2025-01-02 at 12:25 pm

@Dave:

Isn’t the call to make_unique if the storage needs to grow considered locking?
auto pnew = std::make_unique<chunk>();

I know this will use operator new but isn’t the default implementation to call malloc which will at best contain a lock on the heap but at worst call to the OS for a new page?

…

Are you trying to say that other concurrent calls won’t lock whilst a call is allocating?

Exactly — it’s lock-free because there is no locking synchronization on this shared data structure that blocks other threads trying to use the data structure.

Any thread may always slow down or suspend for various reasons, even if it doesn’t perform a waiting operation; for example, it could end its quantum and be suspended by the OS, it could just be running on a slow core, it could even be doing a simple memory access that turns out to be a page fault (much worse than an allocation!), etc. The meaning of lock-free here is that regardless of whether any of those things happens to a thread A that’s trying to access this shared data structure, it doesn’t cause a thread B that wants to do something else with that data structure to block, not even if B is also inserting.

Example: Let’s say threads A and B and C each just constructed a new union object, and each of them is simultaneously trying to add a new data entry for their union object. And let’s say that threads A and B happen to be using unions whose addresses hash to the same bucket, and that that bucket is full so that each simultaneously discovers it needs to allocate a new bucket chunk, and finally that this all happens at a time when there’s a spike of contention on the global allocator so that threads A and B actually have to block to acquire the allocator’s internal lock (or similar). Then even A and B are lock-free with respect to each other, because even if they simultaneously try to compare_exchange to add their own new chunk to the bucket, the compare_exchange loop will make one succeed and then the other succeed, they do not wait for each other. And thread C, which is inserting but has a free null-key slot in its bucket and so just uses that and doesn’t need to allocate at all, continues to be wait-free = not affected by A’s or B’s being blocked. And threads D and E that are each looking up their own existing union object’s data will continue to be wait-free = not affected by A or B or C or each other.
Dave Rowland says:

2025-01-02 at 11:25 am

I really like the idea of this, thanks Herb.

One minor point is on the documentation:
Lock-free for insertion if additional storage is needed

Isn’t the call to make_unique if the storage needs to grow considered locking?
auto pnew = std::make_unique<chunk>();

I know this will use operator new but isn’t the default implementation to call malloc which will at best contain a lock on the heap but at worst call to the OS for a new page?

Are you trying to say that other concurrent calls won’t lock whilst a call is allocating?

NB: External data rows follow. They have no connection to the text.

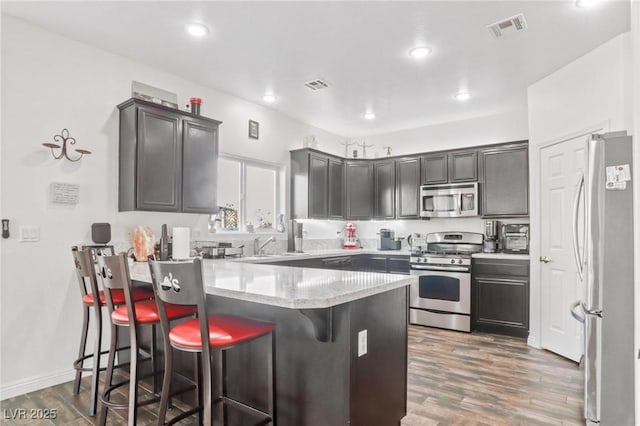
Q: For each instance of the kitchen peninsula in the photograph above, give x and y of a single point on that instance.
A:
(341, 354)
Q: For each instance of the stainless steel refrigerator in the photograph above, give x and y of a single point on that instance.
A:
(605, 265)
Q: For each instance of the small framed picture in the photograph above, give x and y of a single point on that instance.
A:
(254, 129)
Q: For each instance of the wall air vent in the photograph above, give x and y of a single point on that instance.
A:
(316, 84)
(507, 26)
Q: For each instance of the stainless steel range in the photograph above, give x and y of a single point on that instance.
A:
(442, 297)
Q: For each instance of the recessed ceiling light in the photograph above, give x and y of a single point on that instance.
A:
(196, 29)
(462, 96)
(419, 52)
(586, 3)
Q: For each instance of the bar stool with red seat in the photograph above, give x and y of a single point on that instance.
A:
(182, 283)
(87, 280)
(132, 314)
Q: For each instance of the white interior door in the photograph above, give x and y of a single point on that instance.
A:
(561, 166)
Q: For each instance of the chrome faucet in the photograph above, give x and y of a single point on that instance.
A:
(258, 249)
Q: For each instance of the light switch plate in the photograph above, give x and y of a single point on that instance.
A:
(362, 343)
(29, 234)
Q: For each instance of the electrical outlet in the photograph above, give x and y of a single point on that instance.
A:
(29, 234)
(362, 343)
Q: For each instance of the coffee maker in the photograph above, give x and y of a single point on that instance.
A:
(490, 244)
(388, 240)
(350, 237)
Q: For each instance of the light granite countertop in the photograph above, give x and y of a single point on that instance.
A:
(288, 287)
(501, 256)
(314, 254)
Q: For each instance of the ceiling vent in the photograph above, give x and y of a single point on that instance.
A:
(508, 26)
(316, 84)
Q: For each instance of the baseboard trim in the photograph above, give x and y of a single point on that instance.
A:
(36, 383)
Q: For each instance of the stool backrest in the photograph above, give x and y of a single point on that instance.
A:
(86, 273)
(114, 271)
(180, 283)
(85, 262)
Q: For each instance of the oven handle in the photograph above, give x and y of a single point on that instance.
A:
(440, 268)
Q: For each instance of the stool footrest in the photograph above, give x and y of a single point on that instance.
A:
(117, 405)
(246, 408)
(182, 416)
(77, 364)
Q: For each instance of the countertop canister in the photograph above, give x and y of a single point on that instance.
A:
(181, 243)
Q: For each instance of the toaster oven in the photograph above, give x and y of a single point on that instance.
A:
(515, 238)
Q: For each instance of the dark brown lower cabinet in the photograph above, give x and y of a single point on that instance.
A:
(500, 296)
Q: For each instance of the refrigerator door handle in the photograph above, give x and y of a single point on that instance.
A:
(574, 312)
(576, 246)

From my perspective I do a lot of real-time audio code and if something is advertised as “lock-free” I would assume it would be non-blocking. But perhaps the concurrency guarantees are more subtle here?
Herb Sutter says:

2025-01-02 at 7:55 am

@Tom: In this test, it pretty much stays in L1 cache, but Project #2 would test what happens in real-world code that’s also doing other work. Also check out the instrumentation in the code, if you compile and run with `constexpr auto debug_instrumentation = true;`.

@Ivan: This actually isn’t so much about what people generally mean by “C++ breaking ABI,” it’s actually more fundamental… for example, changing a union layout would make a compiler incompatible with a C compiler (and C code) on the same platform, which would be a massive breaking change, not to mention that most OS APIs and ABIs are C. I’ll add a note to try to make that clearer.
Ivan says:

2025-01-02 at 5:22 am

Or C++ could just finally break ABI…
Tom Kirby-Green says:

2025-01-02 at 3:01 am

Lovely work Herb, how does having a external type field perform a scale cache wise?